Generalizing further to four players, in the networked physics sample, all packets flow through the host player, making the host the arbiter. In effect, rather than being truly peer-to-peer, a topology is chosen that all guests in the game communicate only with the host player, instead of directly with each other. This lets the host decides which updates to accept, and which updates to ignore and subsequently correct.
To apply these corrections I needed some way for the host to override guests and say, no, you don’t have authority /ownership over this cube, and you should accept this update. I also needed some way for the host to determine ordering for guest interactions with the world, so if one client experiences a burst of lag and delivers a bunch of packets late, these packets won’t take precedence over more recent actions from other guests.
As per my hunch earlier, this was achieved with two sequence numbers per-cube:
These sequence numbers are sent along with each state update and included in avatar state when cubes are held by players. They are used by the host to determine if it should accept an update from guests, and by guests to determine if the state update from the server is more recent and should be accepted, even when that guest thinks it has authority or ownership over a cube.
Authority sequence increments each time a player takes authority over a cube and when a cube under authority of a player comes to rest. When a cube has authority on a guest machine, it holds authority on that machine until it receives confirmation from the host before returning to default authority. This ensures that the final at rest state for cubes under guest authority are committed back to the host, even under significant packet loss.
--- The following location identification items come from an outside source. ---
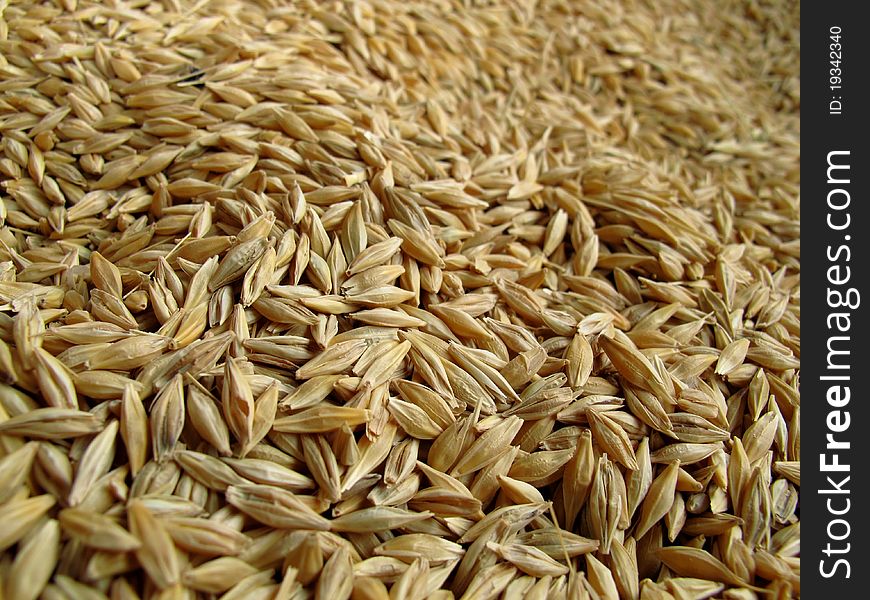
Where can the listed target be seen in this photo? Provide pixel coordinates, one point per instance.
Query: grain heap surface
(399, 299)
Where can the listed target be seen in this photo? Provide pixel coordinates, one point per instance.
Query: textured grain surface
(392, 299)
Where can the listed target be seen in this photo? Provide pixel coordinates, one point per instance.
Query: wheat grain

Ownership sequence increments each time a player grabs a cube. Ownership is stronger than authority, such that an increase in ownership sequence wins over an increase in authority sequence number. For example, if a player interacts with a cube just before another player grabs it, the player who grabbed it wins.
In my experience working on this demo, I found these rules to be sufficient to resolve conflicts while letting host and guest players interact with the world lag free. Conflicts requiring corrections are rare in practice even under significant latency, and when they do occur, the simulation quickly converges to a consistent state.
High quality networked physics with stable stacks of cubes is possible with Unity and PhysX using a distributed simulation network model. This approach is best used for cooperative experiences only, as it does not provide the security of a server-authoritative network model with dedicated servers and client-side prediction.
Thanks to Oculus for sponsoring my work and making this research possible!